JetBrains is revealing some of the things that IntelliJ IDEA and other IntelliJ IDE users can expect in the new year.
According to JetBrains, the following features will be released over the course of 2020. The first to be released is the 2020.1 spring release. The features are centered around two main themes: performance and support for modern development workflows.
On the performance side of things, it is improving indexing speed, redoing the read/write locks threading model, and support for loading and unloading plugins without restarting.
According to JetBrains, the two biggest pain points related to IDE performance are startup performance and indexing speed. The team fixed issues around startup performance this year, allowing them to focus their attention on indexing speed next year. To improve indexing speed, they will make it possible to use prebuilt index chunks, make indexing less disruptive. In addition, the team will be making more IDE actions available during indexing, detecting, and notifying developers about indexing anomalies, and investing in performance optimizations to make sure that the indexing systems don’t need to do unnecessary work.
Another pain point developers run into is UI freezes. JetBrains plans to address this by removing actions requiring a write lock out of the UI thread. According to JetBrains, there is an architectural reasons that many of the IDE’s internal data structure runs on the UI thread.
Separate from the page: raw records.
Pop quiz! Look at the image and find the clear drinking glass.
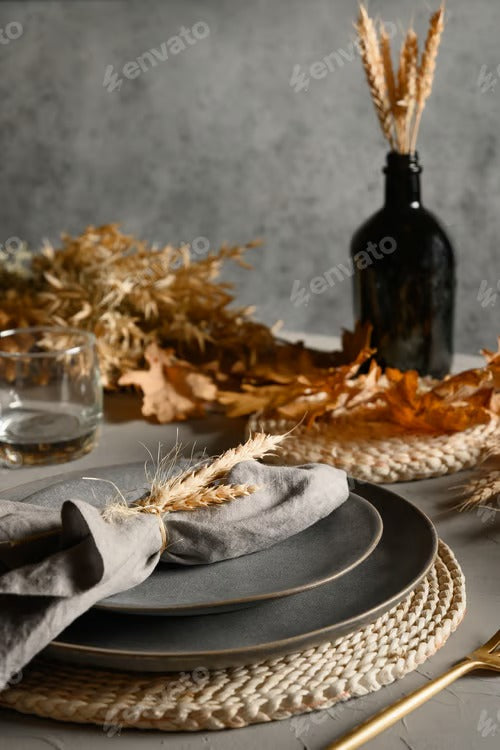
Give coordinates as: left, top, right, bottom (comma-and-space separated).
0, 327, 103, 467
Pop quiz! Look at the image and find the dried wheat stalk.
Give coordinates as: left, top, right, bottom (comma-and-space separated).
356, 6, 395, 148
410, 6, 445, 152
391, 27, 418, 152
458, 473, 500, 513
101, 432, 287, 521
380, 23, 397, 144
357, 4, 444, 154
393, 34, 409, 152
145, 432, 286, 509
399, 29, 419, 153
457, 434, 500, 513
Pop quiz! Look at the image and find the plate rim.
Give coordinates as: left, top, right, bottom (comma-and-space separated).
43, 481, 438, 666
4, 462, 383, 615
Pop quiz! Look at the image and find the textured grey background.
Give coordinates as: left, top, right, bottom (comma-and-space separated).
0, 0, 498, 353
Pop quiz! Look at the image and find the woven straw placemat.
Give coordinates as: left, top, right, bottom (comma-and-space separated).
0, 540, 465, 732
248, 415, 498, 483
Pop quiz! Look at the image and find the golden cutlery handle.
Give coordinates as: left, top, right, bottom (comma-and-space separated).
325, 659, 479, 749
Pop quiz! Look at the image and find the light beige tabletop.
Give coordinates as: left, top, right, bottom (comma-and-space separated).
0, 334, 498, 750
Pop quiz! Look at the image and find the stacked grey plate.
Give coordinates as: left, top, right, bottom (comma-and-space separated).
5, 465, 438, 671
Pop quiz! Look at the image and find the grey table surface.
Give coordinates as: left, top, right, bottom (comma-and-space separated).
0, 333, 498, 750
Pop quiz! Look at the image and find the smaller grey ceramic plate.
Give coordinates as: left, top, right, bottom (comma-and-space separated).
5, 463, 382, 615
101, 493, 381, 615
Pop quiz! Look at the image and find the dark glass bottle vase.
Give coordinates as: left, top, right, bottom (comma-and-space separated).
350, 151, 455, 379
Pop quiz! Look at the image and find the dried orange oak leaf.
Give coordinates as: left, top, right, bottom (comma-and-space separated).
119, 343, 217, 422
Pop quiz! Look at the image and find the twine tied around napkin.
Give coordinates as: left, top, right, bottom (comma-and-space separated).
0, 432, 349, 690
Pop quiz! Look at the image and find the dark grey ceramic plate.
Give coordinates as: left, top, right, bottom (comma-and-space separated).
4, 464, 382, 616
42, 483, 437, 671
101, 494, 381, 615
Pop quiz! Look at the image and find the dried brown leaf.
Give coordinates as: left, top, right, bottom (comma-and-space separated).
119, 343, 217, 423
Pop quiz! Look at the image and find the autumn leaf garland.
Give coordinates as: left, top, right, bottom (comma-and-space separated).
218, 340, 500, 434
121, 332, 500, 437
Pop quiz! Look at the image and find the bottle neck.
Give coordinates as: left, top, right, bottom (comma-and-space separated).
384, 151, 422, 211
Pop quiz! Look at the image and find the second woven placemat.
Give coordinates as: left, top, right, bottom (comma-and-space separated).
248, 415, 498, 483
0, 540, 465, 732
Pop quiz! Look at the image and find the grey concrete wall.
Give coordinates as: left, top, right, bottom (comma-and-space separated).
0, 0, 498, 354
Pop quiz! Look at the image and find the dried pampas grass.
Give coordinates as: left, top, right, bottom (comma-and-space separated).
357, 4, 445, 153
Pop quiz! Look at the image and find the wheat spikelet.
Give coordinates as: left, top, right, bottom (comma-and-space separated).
396, 35, 407, 103
148, 432, 286, 509
403, 30, 419, 152
393, 30, 419, 152
380, 24, 397, 112
458, 472, 500, 512
356, 5, 394, 148
456, 431, 500, 512
394, 37, 408, 152
164, 483, 260, 512
410, 4, 445, 152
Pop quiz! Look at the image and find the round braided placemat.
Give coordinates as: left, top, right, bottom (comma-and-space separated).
0, 541, 465, 732
248, 415, 499, 483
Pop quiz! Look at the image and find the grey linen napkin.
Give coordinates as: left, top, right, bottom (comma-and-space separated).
0, 460, 348, 689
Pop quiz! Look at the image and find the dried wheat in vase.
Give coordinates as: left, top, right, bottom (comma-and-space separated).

The benefit of this architecture is that it offers a simple programming model, but UI responsiveness often suffers because of it. “Next year we are going to refactor the essential UI components and APIs of the IntelliJ Platform to employ the new threading model. Once the new model is stable and the improvement is perceivable, we’ll switch to the new model in all IDEs, making the UI smooth and lag-free,” JetBrains wrote in a post.
It is also adding support for loading and unloading plugins without restarting. In IntelliJ IDEA 2019.3, they introduced this ability for install theme and keymap plugins, and now they are extending it to all plugins. To accomplish this, they will provide instructions for doing so to third-party plugin developers.
Workflow support improvements include collaborative editing, cloud execution support, and a redesign of the project model.
According to JetBrains, collaborative editing was the highest-voted request in their issue tracker. There will be one primary IDE, which runs where the source code lives, and other users can connect their IDEs to the primary IDE as “thin clients.” These “thin client” users will access to core IDE features like navigation, completion, and debugging, but not the complete feature set.
JetBrains is also introducing cloud execution support. They will provide a target environment, with which files can be copied to and from. Processes can also be started from the target environment. This will initially be available in Java and Go configurations, and support for Docker and remote interpreters will be available in future releases.
Finally, it will redesign the project model. The project model is how the IDE represents the structure of a project, and while it has worked well in the past, it has certain limitations, such as not supporting arbitrary mixing of projects of different types and the fact that the project model works at the directory level, not the file level. The redesigned project model will remove those limitations and offer additional benefits like improved performance during project opening, smoother synchronization with Maven and Gradle, and a nicer programming model.